Quelques informations prises sur le site Viniflhor (ex-ONIVINS) à connaitre avant de lire la suite de cet article : 60% de la consommation des vins par les ménages français se fait par le canal de la grande distribution (hypermarchés / supermarchés), les seules foires aux vins prennent part pour plus de 10% de ces ventes.

En feuilletant ces catalogues, me revient toujours la même sensation désagréable de voir que notre région (le Languedoc Roussillon) est sous représentée dans tous ces catalogues distribués nationalement. Seules les enseignes nationales représentés localement par des indépendants (Intermarché, Leclerc et Système U notamment) privilégient la représentation des vins du Languedoc Roussillon. Mais leur catalogue est géo-localisé (on consomme plus de vins du Languedoc Roussillon dans la région Languedoc Roussillon c’est une évidence) et n’a pas de vocation nationale.
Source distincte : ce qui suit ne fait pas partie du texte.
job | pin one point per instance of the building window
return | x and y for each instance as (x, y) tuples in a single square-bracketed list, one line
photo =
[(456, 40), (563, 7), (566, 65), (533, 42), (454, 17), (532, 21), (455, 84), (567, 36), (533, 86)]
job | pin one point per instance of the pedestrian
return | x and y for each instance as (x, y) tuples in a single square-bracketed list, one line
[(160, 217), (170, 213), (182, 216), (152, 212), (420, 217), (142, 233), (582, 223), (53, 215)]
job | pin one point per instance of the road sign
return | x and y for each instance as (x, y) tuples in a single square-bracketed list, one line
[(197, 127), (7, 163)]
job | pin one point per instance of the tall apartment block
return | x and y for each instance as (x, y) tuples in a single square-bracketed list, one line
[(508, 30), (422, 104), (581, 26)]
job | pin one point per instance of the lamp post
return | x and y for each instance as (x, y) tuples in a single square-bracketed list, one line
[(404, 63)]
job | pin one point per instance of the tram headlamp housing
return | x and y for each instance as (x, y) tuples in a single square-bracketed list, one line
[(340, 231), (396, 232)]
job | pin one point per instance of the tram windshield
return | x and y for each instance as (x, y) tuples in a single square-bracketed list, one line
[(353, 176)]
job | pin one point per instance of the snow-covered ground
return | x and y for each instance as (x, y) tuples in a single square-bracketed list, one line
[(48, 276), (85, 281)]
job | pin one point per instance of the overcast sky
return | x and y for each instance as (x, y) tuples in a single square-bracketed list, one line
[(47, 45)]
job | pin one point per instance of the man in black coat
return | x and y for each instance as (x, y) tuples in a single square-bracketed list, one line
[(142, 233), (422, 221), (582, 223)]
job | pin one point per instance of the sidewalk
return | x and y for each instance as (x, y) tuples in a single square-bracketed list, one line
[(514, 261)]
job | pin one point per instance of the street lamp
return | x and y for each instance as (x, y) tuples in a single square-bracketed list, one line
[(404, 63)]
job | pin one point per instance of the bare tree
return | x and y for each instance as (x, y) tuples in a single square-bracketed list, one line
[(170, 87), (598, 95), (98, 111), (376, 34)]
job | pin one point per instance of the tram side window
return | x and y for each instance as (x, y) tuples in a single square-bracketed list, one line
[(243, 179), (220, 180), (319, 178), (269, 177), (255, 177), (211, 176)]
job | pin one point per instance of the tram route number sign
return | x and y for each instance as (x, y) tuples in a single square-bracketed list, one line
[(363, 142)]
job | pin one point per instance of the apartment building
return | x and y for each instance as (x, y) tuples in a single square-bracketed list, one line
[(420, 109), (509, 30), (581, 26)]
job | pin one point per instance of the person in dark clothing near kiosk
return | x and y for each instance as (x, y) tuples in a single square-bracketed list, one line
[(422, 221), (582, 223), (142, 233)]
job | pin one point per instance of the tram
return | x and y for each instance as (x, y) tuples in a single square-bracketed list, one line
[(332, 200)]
foire aux vins de Montpellier

Une illustration du propos pour le catalogue Carrefour 2008 : 17 pages consacrées uniquement aux vins de Bordeaux. Les 3 pages intitulées Vins Prestigieux ne proposent à la vente que des vins de Bordeaux. Seulement 4 pages pour le Languedoc Roussillon soit une page de moins que les vins de Bourgogne ou de la Vallée du Rhône. Cette sur-représentation des vins de Bordeaux est un choix marketing qui doit correspondre aux goûts des Français.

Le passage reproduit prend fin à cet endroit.